Claressa Shields: "The end goal is to be the best boxer and the best combat athlete that I can be."
When Claressa Shields turned professional in 2016, the landscape of her sport was very different. The revolution on her side of the sport hadn't yet truly begun. But the embryonic shoots were beginning to flower. Katie Taylor, with one simple private message to Eddie Hearn, changed plenty. But Shields more than played her part also.
After winning two Olympic gold medals in London and Rio, the American chased a new challenge. Only one defeat in seventy-eight amateur fights. Fifty-one wins on the bounce followed after Savannah Marshall inflicted that one solitary blemish on her resume. Multiple titles on the world stage. Shields had done everything she could possibly do as an amateur.
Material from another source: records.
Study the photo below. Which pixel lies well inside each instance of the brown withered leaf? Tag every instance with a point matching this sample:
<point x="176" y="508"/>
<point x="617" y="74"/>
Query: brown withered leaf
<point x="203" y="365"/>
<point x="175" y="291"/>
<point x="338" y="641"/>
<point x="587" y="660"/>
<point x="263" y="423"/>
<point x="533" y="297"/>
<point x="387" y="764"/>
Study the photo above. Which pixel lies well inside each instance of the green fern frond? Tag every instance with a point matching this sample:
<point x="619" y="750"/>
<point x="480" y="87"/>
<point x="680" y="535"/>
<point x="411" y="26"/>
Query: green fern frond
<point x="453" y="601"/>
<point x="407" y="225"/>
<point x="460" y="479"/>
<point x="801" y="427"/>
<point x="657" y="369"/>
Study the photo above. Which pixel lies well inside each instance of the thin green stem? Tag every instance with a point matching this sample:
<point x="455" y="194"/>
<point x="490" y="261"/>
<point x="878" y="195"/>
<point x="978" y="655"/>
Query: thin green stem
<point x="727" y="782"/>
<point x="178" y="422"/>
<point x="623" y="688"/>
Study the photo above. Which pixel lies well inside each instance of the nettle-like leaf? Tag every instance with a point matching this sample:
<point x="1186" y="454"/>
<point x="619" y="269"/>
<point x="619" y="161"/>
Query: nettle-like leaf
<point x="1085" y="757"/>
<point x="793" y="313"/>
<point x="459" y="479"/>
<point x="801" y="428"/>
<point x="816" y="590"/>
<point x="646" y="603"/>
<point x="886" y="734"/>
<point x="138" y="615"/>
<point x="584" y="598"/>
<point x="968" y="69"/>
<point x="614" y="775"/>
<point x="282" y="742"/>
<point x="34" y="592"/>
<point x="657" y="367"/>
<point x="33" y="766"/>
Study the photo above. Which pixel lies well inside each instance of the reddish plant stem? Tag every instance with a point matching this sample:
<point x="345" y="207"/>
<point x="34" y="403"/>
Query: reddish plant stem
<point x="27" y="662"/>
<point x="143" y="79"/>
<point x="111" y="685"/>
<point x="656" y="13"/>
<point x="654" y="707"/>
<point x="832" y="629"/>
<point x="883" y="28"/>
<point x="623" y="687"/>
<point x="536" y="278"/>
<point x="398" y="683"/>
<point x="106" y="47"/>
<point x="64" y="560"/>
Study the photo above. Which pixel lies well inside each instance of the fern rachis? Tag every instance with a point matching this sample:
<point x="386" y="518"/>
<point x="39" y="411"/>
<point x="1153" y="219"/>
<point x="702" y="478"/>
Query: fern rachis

Shields was only 21 when her new challenge was unleashed in 2016. But even at such a young age, Shields was already aware of her importance to her craft. She talked about leading the rise of women's boxing worldwide. But the two-time Olympic Champion looked to be ahead of her time. The acceptance of women's boxing had yet to arrive. Apathy and blatant ignorance of her craft were perhaps her biggest fight to date. But very quickly, Claressa Shields started to make things happen for herself and indeed her sport.
Katie Taylor slowly started to change perceptions across the pond. Shields was doing exactly that on her side of the ocean. It was perhaps indicative of the times that the professional debut of the highly decorated amateur was against someone of the calibre of Franchon Crews-Dezurn. Shields beat her fellow American on points and earned herself $50,000 in the process. The revolution had begun. Shields would very quickly headline on Showtime. She was starting to change many things.
In just her 4th fight, Shields won her first world title courtesy of a thoroughly dominant stoppage victory over the previously unbeaten Nikki Adler. In five rounds, Adler only landed six punches. The victory over Adler earned Shields the WBC and IBF world super-middleweight baubles. Many more world titles would follow, including undisputed status at two different weights, and unified at a third. Those world titles at 154, 160, and 168 have shown her dominance at those weights, and later this month, Shields is going for even more gold.
On July 27th in Detroit, Vanessa Lepage-Joanisse will defend her WBC heavyweight crown against Shields, with the vacant WBO world light-heavyweight title thrown in for good measure akin to what Sugar Ray Leonard and Donny LaLonde did all those years ago.
"The motivation is to show that size doesn't matter to some people," Shields says of why she is going above and beyond for her latest venture.
At 29, Shields could quite easily retire right now and ride off into the sunset with her glittering resume safe from even the harshest scrutiny. But she feels there is more to achieve and in two different sports.
Shields is three fights into her PFL MMA career, where another meeting with Savannah Marshall surely lies ahead. But the red-hot rivalry in boxing still has the look of unfinished business.
"I don't hate Savannah, I have a lot of respect for her. She was a great dance partner and I will dance with her again." A respectful Shields says of her past and future rival.
Shields is incredibly ambitious in her new sport. But there is still work to do in her initial sport. A legacy already secured. Now, she wants to enhance it even further.
"The end goal is to be the best boxer and the best combat athlete that I can be," Shields told FightPost. "At the end, I see myself being a six-division world champion. I see myself being undefeated. I see myself having an MMA world title. I think that would be career satisfaction."
Shields has risen from those incredibly horrifically traumatic times of her early years. "I wouldn't wish my past on my worst enemy," the American once said. Fighting adversity and winning has been a constant in her life. The incoming autobiography should have 'Resilience' firmly in the title. But her story is nowhere near finished yet.
Unbeaten in fourteen professional fights, Shields is well on her way to boxing's Hall of Fame. But there are challenges still out there for her.
"I want to fight all the girls that they say are good. I would love to share a ring with Katie. I would love to fight Amanda Serrano." Shields told me last month. But there is seemingly lingering beef with another undisputed champion of the world.
"I would love to share a ring with Alycia Baumgardner. Not because she is at the same level as the other girls, but it is the fact that she talks like she is, and I would love to make her look like an amateur if I was to get in the ring with her."
Fights with the likes of Taylor, Serrano, and Baumgardner would all have to be agreed at a catchweight. The idea of any of those fights might seem remote, even one of fantasy to some. But if there is a will, a way usually follows. If ever a fighter deserves another rivalry to match what the one with Savannah Marshall served up, it's Claressa Shields. Hopefully, it will come.